Levi took the card, raising an eyebrow in that familiar mix of frown and amusement he always wore like a shield.
“Noted,” Levi said, voice low but with a hint of a smirk.
As they prepared to leave, Farlan couldn’t resist the opportunity to tease.
“Levi, am I crazy, or did you just win the lottery?” he asked, totally missing the gravity of the day.
Levi shot him a sharp, warning look.
But Farlan only grinned wider. “A young, impossibly handsome doctor just gave you his number. And let’s be honest—he’s probably gay. That’s a jackpot if I’ve ever seen one.”
Levi’s face tightened, but he kept silent, clearly weighing whether to laugh or strangle his friend.

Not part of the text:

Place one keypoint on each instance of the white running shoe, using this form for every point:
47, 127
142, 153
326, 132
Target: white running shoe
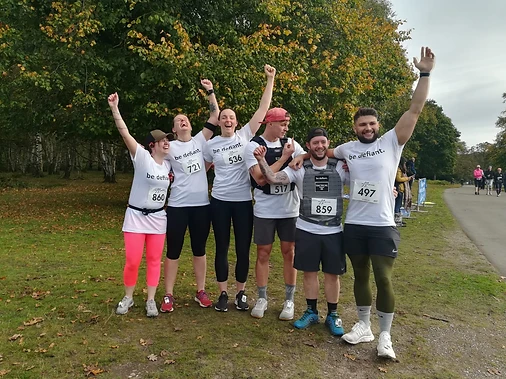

“If you don’t call him, I swear I’ll go gay just to hang out with that guy,” Farlan added with a chuckle. “Consider it public service, Levi.”
Levi might have strangled him under any other circumstances—especially after nearly losing the doctor hours before—but instead he muttered quietly, “I’ll call him.”
Barely audible, but it was enough to finally shut Farlan up.
Despite that promise, it would be months before Levi and Eren crossed paths again—leaving Eren’s shy heart quietly hoping for the next chance.